A preset is a directory of configs, weights and other file assets used to save and load a pre-trained model. The preset can be passed as a one of:

  1. a built-in preset identifier like 'bert_base_en'
  2. a Kaggle Models handle like 'kaggle://user/bert/keras/bert_base_en'
  3. a Hugging Face handle like 'hf://user/bert_base_en'
  4. a ModelScope handle like 'modelscope://user/bert_base_en'
  5. a path to a local preset directory like './bert_base_en'

This constructor can be called in one of two ways. Either from the base class like keras_hub.models.Backbone.from_preset(), or from a model class like keras_hub.models.GemmaBackbone.from_preset(). If calling from the base class, the subclass of the returning object will be inferred from the config in the preset directory.

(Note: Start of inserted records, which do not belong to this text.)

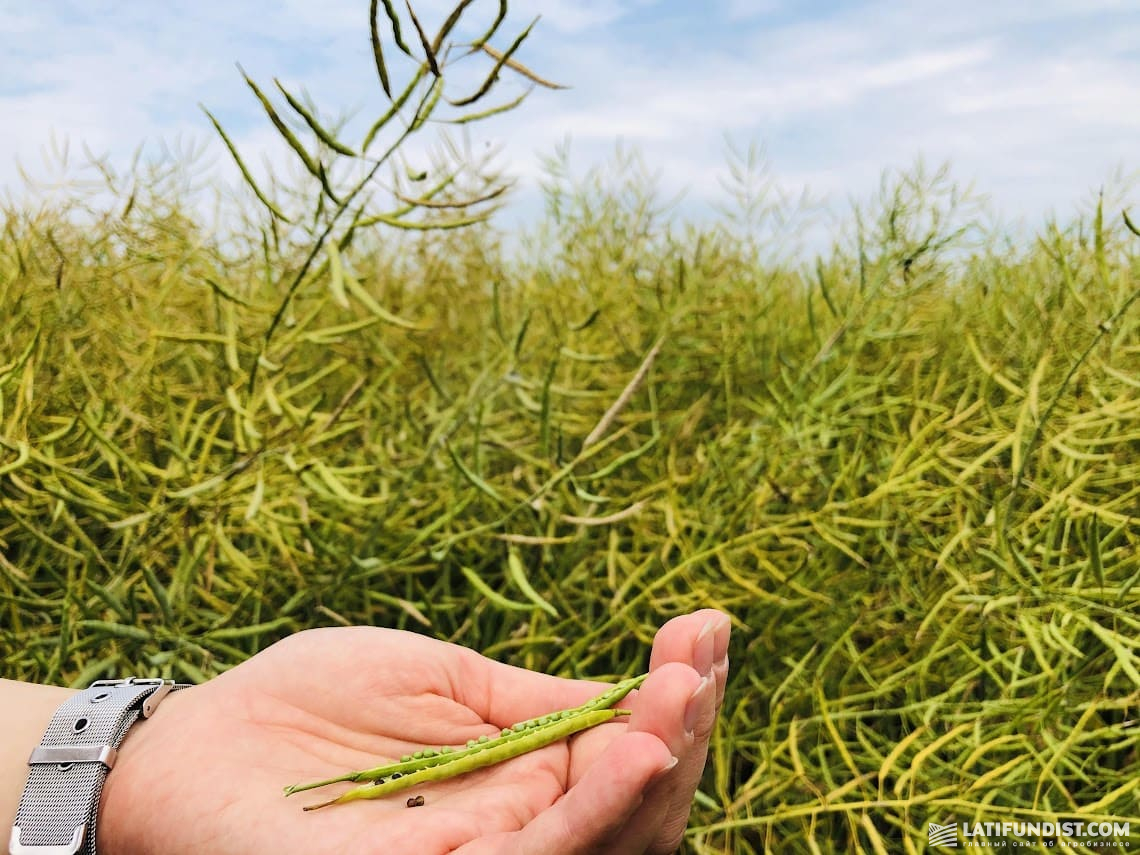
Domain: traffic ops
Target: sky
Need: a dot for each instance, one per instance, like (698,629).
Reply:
(1033,103)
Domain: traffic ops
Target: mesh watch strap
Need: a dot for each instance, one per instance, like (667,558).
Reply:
(60,801)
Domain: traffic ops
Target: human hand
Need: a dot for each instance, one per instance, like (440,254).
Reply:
(206,772)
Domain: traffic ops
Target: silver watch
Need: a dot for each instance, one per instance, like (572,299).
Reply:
(60,801)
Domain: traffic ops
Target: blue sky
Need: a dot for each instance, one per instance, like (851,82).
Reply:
(1034,103)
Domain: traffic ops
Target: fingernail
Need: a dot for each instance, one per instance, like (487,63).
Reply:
(721,642)
(694,707)
(705,650)
(664,771)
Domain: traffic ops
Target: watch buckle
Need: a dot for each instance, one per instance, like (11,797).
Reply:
(151,702)
(15,847)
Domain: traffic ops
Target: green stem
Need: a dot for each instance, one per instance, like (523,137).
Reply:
(547,727)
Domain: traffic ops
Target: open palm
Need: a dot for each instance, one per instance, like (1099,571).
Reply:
(206,772)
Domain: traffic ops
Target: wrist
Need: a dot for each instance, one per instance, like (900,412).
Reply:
(131,783)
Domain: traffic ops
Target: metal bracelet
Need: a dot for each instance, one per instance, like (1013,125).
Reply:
(60,801)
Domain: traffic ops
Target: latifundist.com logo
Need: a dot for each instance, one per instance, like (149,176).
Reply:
(1059,835)
(942,835)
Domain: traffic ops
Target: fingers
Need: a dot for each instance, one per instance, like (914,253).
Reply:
(680,707)
(593,814)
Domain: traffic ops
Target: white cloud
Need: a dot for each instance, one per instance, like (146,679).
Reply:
(1033,99)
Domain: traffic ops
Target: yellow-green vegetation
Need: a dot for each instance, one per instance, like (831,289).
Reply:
(909,471)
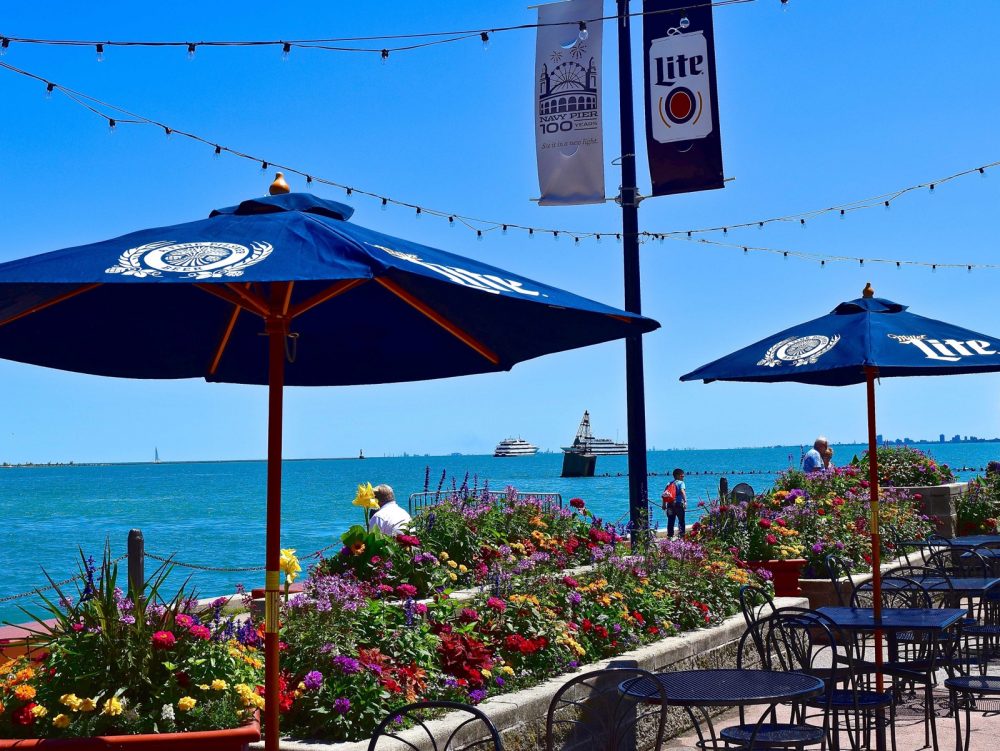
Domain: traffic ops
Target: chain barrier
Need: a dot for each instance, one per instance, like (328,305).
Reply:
(55,585)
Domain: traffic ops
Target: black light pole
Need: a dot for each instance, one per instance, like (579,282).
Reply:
(638,496)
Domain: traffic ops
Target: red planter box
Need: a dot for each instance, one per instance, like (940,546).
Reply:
(237,739)
(785,575)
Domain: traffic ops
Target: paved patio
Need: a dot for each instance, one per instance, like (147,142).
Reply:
(909,727)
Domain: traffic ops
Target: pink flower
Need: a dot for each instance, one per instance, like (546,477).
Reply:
(163,640)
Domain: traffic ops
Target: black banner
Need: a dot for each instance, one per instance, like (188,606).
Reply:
(682,106)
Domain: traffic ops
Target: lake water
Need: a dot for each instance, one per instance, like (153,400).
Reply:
(212,513)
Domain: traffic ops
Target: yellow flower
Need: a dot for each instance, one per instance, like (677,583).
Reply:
(289,564)
(70,700)
(365,497)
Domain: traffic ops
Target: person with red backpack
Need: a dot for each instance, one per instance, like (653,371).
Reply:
(674,500)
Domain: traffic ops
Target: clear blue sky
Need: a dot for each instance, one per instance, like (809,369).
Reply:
(821,103)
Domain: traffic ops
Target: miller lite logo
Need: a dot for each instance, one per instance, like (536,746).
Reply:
(679,87)
(949,350)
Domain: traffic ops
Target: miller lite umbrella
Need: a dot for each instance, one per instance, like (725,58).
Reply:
(857,342)
(339,304)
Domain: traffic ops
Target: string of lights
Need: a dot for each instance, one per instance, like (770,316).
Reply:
(481,226)
(417,40)
(824,259)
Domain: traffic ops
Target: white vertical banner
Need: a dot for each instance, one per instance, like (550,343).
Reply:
(569,138)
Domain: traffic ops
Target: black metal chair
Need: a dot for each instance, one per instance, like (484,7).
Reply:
(420,726)
(590,713)
(801,640)
(839,569)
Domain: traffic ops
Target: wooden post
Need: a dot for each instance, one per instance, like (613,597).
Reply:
(136,562)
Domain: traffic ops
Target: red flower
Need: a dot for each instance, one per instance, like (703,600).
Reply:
(163,640)
(23,716)
(406,590)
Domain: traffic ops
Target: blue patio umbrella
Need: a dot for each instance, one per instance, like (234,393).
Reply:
(339,304)
(857,342)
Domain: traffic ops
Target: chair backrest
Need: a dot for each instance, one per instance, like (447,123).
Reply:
(419,726)
(590,713)
(958,562)
(838,569)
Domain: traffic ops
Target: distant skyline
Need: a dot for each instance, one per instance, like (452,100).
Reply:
(810,115)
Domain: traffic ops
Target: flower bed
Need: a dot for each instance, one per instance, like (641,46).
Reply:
(353,654)
(812,516)
(114,665)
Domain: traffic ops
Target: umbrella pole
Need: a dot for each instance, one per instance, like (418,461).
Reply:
(276,327)
(870,373)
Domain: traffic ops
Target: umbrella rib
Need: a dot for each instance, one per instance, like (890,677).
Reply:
(233,294)
(456,331)
(48,303)
(329,293)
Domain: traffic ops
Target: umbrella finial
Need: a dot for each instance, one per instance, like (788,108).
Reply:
(279,186)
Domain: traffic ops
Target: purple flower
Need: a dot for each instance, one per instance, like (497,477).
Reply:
(346,665)
(313,680)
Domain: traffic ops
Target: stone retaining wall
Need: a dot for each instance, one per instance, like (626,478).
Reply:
(520,716)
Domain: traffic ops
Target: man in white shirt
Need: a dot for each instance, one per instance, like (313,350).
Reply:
(813,460)
(391,518)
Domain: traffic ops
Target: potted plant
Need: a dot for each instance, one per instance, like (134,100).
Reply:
(133,670)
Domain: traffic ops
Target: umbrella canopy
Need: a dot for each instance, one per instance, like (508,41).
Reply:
(857,342)
(187,301)
(339,304)
(835,349)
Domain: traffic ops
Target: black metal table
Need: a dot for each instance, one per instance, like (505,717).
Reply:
(699,689)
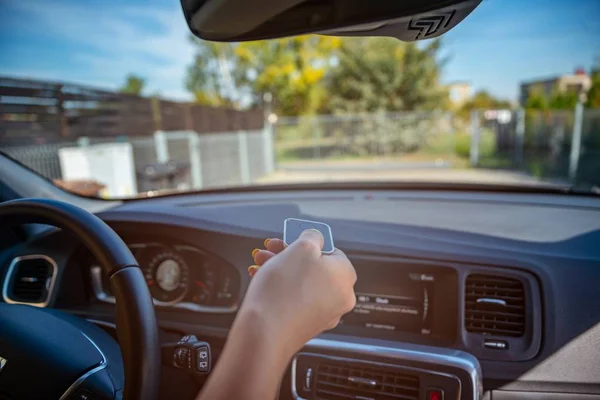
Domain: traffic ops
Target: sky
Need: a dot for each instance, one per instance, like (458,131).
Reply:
(99,42)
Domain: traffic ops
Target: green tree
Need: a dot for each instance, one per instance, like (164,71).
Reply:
(133,85)
(536,99)
(290,68)
(593,95)
(384,74)
(566,100)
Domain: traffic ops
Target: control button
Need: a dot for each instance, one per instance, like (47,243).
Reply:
(202,359)
(82,394)
(188,339)
(180,357)
(495,344)
(307,379)
(435,394)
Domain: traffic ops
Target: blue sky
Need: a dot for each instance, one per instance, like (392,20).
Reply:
(98,42)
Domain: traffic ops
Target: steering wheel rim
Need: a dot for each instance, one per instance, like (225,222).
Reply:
(136,322)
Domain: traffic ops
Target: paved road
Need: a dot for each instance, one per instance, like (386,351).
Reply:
(331,172)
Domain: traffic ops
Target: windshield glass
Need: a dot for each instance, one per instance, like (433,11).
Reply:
(117,99)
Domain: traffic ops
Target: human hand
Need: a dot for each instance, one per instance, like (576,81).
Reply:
(297,292)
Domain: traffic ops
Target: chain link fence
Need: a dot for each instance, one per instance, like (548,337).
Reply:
(180,160)
(403,137)
(556,145)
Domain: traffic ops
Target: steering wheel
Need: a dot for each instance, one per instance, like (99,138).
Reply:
(50,354)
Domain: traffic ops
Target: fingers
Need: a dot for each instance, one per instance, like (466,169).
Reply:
(262,256)
(311,240)
(274,245)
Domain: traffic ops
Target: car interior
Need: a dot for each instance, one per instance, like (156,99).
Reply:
(464,291)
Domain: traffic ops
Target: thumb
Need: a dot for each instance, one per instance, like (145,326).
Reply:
(314,237)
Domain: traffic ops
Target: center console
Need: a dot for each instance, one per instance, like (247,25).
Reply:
(415,302)
(332,369)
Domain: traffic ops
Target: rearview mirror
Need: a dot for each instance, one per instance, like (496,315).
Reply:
(241,20)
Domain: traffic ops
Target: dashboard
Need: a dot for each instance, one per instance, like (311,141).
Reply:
(178,276)
(494,293)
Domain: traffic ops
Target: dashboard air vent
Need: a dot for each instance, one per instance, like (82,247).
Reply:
(494,305)
(340,381)
(30,280)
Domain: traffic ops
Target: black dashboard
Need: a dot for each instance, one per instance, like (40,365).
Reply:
(507,283)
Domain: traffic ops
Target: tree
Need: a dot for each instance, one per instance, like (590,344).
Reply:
(593,95)
(291,69)
(133,85)
(384,74)
(565,100)
(482,100)
(536,99)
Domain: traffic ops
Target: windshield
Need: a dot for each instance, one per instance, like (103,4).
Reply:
(117,99)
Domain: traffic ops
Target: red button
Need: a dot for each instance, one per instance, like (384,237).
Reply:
(435,394)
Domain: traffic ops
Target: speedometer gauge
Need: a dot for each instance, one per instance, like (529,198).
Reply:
(167,276)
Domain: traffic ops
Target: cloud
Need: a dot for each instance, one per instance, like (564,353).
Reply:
(109,40)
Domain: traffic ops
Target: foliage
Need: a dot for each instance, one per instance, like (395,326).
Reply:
(487,144)
(288,68)
(536,99)
(482,100)
(318,74)
(133,85)
(384,74)
(593,95)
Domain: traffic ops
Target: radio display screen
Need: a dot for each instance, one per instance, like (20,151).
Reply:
(403,299)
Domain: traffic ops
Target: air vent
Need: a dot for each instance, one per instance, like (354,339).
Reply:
(30,280)
(340,381)
(494,305)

For any Backbone subclass, you can run cls.presets.keys() to list all built-in presets available on the class.

Arguments

  • preset: string. A built-in preset identifier, a Kaggle Models handle, a Hugging Face handle, or a path to a local directory.
  • load_weights: bool. If True, the weights will be loaded into the model architecture. If False, the weights will be randomly initialized.

Examples

# Load a Gemma backbone with pre-trained weights.
model = keras_hub.models.Backbone.from_preset(
    "gemma_2b_en",
)

# Load a Bert backbone with a pre-trained config and random weights.
model = keras_hub.models.Backbone.from_preset(
    "bert_base_en",
    load_weights=False,
)
Preset Parameters Description
qwen3_5_0.8b_base 852.99M Ultra-lightweight foundation model. Ideal for edge devices and efficient, task-specific fine-tuning. Supports Text, Multimodal, video processing tasks.
qwen3_5_0.8b 852.99M Instruction-tuned ultra-lightweight model. Best for simple chat and basic NLP tasks on resource-constrained devices. Supports Text, Multimodal, video processing tasks.
qwen3_5_2b_base 2.21B Lightweight foundation model. Balances speed and capability; great for mobile deployment and domain-specific fine-tuning. Supports Text, Multimodal, video processing tasks.
qwen3_5_2b 2.21B Instruction-tuned lightweight model. Optimized for fast chat applications and general assistance on consumer hardware. Supports Text, Multimodal, video processing tasks.
qwen3_5_4b_base 4.54B Mid-small foundation model. Offers improved reasoning and context understanding for custom fine-tuning tasks.
qwen3_5_4b 4.54B Instruction-tuned mid-small model. A capable assistant for general text generation and conversational tasks on standard GPUs. Supports Multimodal, video processing tasks.
qwen3_5_9b_base 9.41B Mid-sized foundation model. Delivers strong reasoning, coding, and math baseline capabilities for advanced fine-tuning. Supports Multimodal, video processing tasks.
qwen3_5_9b 9.41B Instruction-tuned mid-sized model. Highly capable chatbot offering strong logic, coding assistance, and multi-lingual support. Supports Multimodal, video processing tasks.
qwen3_5_27b 27.36B Instruction-tuned large model. Delivers high-tier performance for complex reasoning, coding, and extensive contextual tasks. Supports Multimodal, video processing tasks.